On Jun 3, 2009, at 11:09 PM, prasub wrote:
__________
OS: Linux Mint 6 (Felicia) - I suppose, it is built on Ubuntu 8.10
Tomcat version: Tomcat 6.0.18-ubuntu3.1 (from package manager)
__________

I usually issue the following command to restart the Tomcat Webserver.

mymach...@localhost /etc/init.d $  sudo ./tomcat6 restart

A grep on my tomcat6 for the security word yielded the following result:
_____________
mylo...@mymachine /etc/init.d $ more tomcat6 | grep -i security
# Use the Java security manager? (yes/no)
TOMCAT6_SECURITY=yes
if [ "$TOMCAT6_SECURITY" = "yes" ]; then
        JAVA_OPTS="$JAVA_OPTS -Djava.security.manager
-Djava.security.policy=$POLICY_CACHE"
_____________

I guess, I should be turning off security with the option "no". But then, is this the best way or do you recommend a better approach to let xindice run with proper permissions? If you suggest an alternative approach, can you please list out the steps to enable permissions for xindice. I think, it
will be very useful to me as well as for someone else.
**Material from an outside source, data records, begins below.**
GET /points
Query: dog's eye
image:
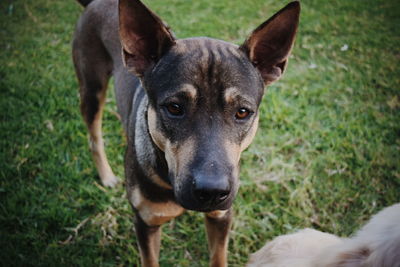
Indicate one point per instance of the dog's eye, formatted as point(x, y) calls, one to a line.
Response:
point(242, 113)
point(174, 109)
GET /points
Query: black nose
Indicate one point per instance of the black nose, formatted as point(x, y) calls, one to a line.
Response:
point(211, 191)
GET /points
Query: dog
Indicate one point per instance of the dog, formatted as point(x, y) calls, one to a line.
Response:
point(377, 244)
point(189, 107)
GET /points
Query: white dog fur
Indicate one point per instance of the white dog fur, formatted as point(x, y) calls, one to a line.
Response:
point(377, 244)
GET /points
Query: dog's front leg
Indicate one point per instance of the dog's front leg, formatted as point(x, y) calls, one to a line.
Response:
point(218, 224)
point(149, 242)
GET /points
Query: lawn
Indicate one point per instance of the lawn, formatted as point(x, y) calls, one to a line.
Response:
point(326, 155)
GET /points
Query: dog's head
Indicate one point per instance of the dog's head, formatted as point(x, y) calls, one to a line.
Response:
point(204, 96)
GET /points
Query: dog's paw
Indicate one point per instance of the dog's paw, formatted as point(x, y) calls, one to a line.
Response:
point(109, 180)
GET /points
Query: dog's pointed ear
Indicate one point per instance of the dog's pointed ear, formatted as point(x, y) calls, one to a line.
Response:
point(144, 37)
point(269, 46)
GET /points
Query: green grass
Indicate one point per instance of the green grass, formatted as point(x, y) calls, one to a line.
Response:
point(327, 154)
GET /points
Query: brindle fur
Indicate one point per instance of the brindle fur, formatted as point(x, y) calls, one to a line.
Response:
point(173, 163)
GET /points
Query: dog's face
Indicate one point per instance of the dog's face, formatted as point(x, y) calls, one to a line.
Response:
point(204, 96)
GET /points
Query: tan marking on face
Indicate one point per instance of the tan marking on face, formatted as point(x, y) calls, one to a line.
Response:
point(216, 214)
point(179, 158)
point(158, 137)
point(235, 150)
point(231, 94)
point(154, 213)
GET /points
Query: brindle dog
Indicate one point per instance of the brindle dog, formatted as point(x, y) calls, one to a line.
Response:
point(189, 107)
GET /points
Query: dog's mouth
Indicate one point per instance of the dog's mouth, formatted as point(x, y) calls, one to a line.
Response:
point(206, 197)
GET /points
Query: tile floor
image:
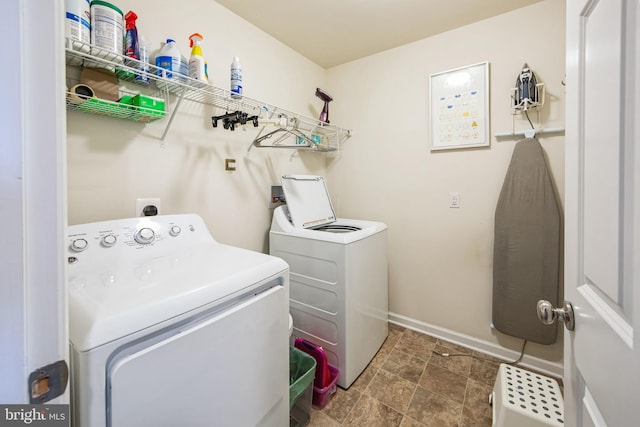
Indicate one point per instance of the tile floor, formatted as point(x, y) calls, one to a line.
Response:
point(407, 385)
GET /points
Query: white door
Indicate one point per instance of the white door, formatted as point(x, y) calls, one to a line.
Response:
point(602, 224)
point(33, 322)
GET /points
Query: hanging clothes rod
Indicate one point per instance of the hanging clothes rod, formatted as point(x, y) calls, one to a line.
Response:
point(530, 133)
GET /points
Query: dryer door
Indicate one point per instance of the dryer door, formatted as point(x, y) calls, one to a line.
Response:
point(308, 200)
point(229, 369)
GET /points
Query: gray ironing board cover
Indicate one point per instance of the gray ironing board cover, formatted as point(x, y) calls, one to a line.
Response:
point(526, 254)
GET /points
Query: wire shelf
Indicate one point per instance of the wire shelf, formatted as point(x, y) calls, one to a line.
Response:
point(79, 54)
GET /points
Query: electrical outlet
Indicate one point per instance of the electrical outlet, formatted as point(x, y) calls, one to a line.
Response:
point(277, 196)
point(454, 200)
point(141, 204)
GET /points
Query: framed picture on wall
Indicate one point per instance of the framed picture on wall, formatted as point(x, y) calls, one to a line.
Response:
point(460, 107)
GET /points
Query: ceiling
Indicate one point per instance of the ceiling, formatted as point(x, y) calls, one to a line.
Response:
point(332, 32)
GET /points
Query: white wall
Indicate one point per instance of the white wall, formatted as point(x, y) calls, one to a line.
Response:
point(440, 259)
point(440, 262)
point(113, 162)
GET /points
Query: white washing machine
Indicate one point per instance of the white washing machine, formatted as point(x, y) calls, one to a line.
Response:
point(338, 275)
point(170, 328)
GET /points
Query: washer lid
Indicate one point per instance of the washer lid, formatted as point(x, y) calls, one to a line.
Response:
point(308, 200)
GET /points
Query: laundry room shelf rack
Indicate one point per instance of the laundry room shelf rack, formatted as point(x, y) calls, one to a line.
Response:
point(320, 136)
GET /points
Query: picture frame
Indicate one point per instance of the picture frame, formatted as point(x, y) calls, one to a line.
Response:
point(459, 107)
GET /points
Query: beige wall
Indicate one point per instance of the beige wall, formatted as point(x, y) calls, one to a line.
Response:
point(440, 261)
point(112, 162)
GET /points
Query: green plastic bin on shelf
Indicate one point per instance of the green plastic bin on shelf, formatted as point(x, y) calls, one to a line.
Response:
point(302, 372)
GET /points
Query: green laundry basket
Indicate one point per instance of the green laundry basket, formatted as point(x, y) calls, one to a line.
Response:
point(302, 372)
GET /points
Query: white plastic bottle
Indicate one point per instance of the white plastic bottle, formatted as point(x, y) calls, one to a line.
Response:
point(236, 78)
point(197, 64)
point(171, 60)
point(144, 59)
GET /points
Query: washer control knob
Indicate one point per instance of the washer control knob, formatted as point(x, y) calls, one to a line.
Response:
point(144, 236)
point(109, 240)
point(79, 245)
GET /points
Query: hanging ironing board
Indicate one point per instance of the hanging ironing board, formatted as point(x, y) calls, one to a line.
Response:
point(526, 256)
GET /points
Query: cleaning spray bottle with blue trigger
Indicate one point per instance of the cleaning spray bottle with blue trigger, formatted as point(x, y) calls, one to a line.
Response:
point(197, 64)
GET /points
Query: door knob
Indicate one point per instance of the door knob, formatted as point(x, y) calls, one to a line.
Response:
point(548, 314)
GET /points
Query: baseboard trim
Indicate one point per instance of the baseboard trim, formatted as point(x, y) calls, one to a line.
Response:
point(540, 365)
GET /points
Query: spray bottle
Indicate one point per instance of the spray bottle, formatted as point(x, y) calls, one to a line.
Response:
point(131, 36)
point(236, 78)
point(197, 64)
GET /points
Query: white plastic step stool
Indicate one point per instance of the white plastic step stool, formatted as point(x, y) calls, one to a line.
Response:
point(525, 399)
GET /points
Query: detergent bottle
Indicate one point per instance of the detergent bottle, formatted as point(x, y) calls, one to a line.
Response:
point(131, 36)
point(197, 64)
point(171, 61)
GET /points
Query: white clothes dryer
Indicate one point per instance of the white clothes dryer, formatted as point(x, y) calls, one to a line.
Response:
point(338, 275)
point(170, 328)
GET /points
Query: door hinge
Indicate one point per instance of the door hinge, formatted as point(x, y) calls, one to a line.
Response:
point(48, 382)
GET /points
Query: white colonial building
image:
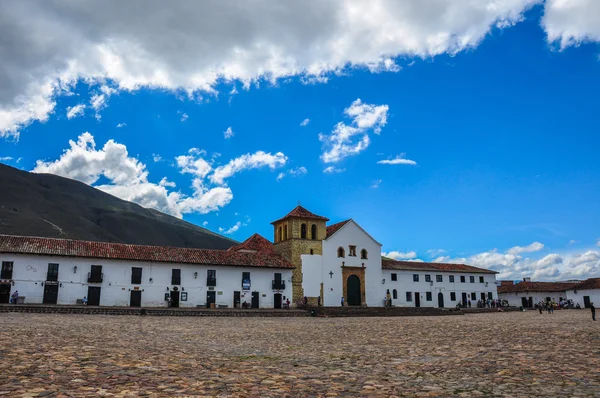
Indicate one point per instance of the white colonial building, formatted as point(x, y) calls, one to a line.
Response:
point(308, 260)
point(585, 293)
point(60, 271)
point(527, 294)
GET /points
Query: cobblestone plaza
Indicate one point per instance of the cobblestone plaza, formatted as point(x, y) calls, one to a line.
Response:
point(498, 354)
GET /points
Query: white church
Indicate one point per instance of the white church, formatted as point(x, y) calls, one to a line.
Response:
point(330, 265)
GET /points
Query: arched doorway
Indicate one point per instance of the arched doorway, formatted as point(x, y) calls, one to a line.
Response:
point(353, 290)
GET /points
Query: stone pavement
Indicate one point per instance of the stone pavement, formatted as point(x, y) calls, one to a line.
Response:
point(501, 354)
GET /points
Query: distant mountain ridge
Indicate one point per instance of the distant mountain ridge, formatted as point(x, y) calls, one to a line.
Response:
point(47, 205)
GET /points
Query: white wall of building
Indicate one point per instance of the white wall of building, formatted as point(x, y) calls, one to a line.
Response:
point(516, 299)
point(30, 271)
point(593, 294)
point(327, 269)
point(405, 283)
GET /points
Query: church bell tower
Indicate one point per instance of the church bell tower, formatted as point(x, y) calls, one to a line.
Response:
point(299, 232)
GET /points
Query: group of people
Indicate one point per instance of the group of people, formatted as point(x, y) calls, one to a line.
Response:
point(489, 303)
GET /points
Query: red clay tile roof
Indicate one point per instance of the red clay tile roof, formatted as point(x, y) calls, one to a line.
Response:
point(589, 284)
point(537, 287)
point(256, 243)
point(119, 251)
point(388, 263)
point(301, 212)
point(332, 229)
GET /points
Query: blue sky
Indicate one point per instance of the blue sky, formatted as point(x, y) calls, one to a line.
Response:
point(503, 135)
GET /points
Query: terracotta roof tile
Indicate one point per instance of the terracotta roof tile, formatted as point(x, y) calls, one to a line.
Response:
point(119, 251)
point(589, 284)
point(257, 243)
point(388, 263)
point(332, 229)
point(536, 287)
point(301, 212)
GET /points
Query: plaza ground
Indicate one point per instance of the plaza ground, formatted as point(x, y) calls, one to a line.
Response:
point(500, 354)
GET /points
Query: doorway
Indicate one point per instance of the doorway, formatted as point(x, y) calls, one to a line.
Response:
point(211, 298)
point(50, 293)
point(278, 300)
point(237, 299)
point(255, 300)
point(4, 293)
point(94, 295)
point(353, 290)
point(135, 298)
point(174, 298)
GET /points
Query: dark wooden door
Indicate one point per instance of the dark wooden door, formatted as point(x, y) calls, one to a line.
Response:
point(255, 300)
point(277, 300)
point(211, 298)
point(353, 290)
point(94, 295)
point(237, 299)
point(524, 302)
point(50, 293)
point(174, 298)
point(135, 298)
point(4, 293)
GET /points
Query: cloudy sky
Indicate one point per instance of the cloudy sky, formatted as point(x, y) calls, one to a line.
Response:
point(451, 130)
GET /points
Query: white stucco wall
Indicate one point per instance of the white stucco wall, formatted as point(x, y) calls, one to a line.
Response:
point(516, 299)
point(30, 271)
point(351, 234)
point(593, 294)
point(405, 284)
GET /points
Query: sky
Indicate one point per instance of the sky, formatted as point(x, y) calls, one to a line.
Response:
point(451, 130)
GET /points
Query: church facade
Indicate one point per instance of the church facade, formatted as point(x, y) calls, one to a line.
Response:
point(341, 264)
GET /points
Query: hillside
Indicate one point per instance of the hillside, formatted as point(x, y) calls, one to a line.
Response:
point(51, 206)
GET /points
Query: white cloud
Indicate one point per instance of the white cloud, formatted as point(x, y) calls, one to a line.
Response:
point(98, 101)
point(166, 183)
point(248, 161)
point(97, 44)
point(347, 140)
point(395, 255)
point(228, 133)
point(534, 247)
point(332, 170)
point(231, 230)
point(435, 252)
point(553, 266)
point(128, 176)
point(572, 22)
point(398, 160)
point(298, 171)
point(75, 111)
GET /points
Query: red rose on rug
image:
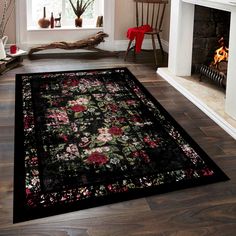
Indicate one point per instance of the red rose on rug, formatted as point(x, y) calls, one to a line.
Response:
point(78, 108)
point(97, 159)
point(115, 131)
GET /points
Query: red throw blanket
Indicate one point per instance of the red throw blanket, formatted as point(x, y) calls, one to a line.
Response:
point(137, 33)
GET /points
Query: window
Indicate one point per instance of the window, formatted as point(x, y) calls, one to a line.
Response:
point(63, 7)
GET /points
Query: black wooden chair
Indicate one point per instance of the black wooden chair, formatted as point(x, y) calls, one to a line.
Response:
point(150, 12)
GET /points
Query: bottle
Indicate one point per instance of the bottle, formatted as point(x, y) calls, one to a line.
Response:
point(52, 21)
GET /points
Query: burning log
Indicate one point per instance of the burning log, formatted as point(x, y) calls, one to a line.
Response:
point(221, 57)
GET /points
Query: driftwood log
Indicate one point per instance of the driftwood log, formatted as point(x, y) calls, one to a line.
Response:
point(89, 43)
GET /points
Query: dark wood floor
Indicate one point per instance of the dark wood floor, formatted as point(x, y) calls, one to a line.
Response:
point(205, 210)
In fact there is an earlier discussion in this forum (i think so) that
touches the same issue. Except that, it didn't end up with how exactly the person (who had a similar issue with some earlier version of Tomcat) cleaned
up/disabled the "security" word in his Tomcat startup script.


That's what I think your options are:

1. Run Xindice under Jetty. Jetty is a servlet container that's included with Xindice distribution and can be started with "xindiced start" command.

2. Turn off Tomcat's security manager. That option has security implications, however, and would affect other applications deployed under Tomcat.

3. Add new section to the security policy file to grant all permissions to Xindice:
grant codeBase "file:${catalina.home}/webapps/xindice/-" {
    permission java.security.AllPermission;
};

4. Add new section to the security policy file that grants only the permissions that are required to run Xindice. This is the part of it:
grant codeBase "file:${catalina.home}/webapps/xindice/-" {
    permission java.util.PropertyPermission "xindice.home", "read";
    permission java.util.PropertyPermission "xindice.db.home", "read";
permission java.util.PropertyPermission "xindice.configuration", "read"; permission java.util.PropertyPermission "org.xmldb.common.xml.queries.XPathQueryFactory", "write";
    permission java.lang.RuntimePermission "shutdownHooks";
    permission java.lang.RuntimePermission "getClassLoader";
    permission java.lang.RuntimePermission "setContextClassLoader";
permission java.io.FilePermission "<<ALL FILES>>", "read,write,delete";
};
This is not finished (was taking a bit longer than I thought :)), and "<<ALL FILES>>" token has to be replaced with database location... But you can get the picture.

The best approach, as always, depends on circumstances.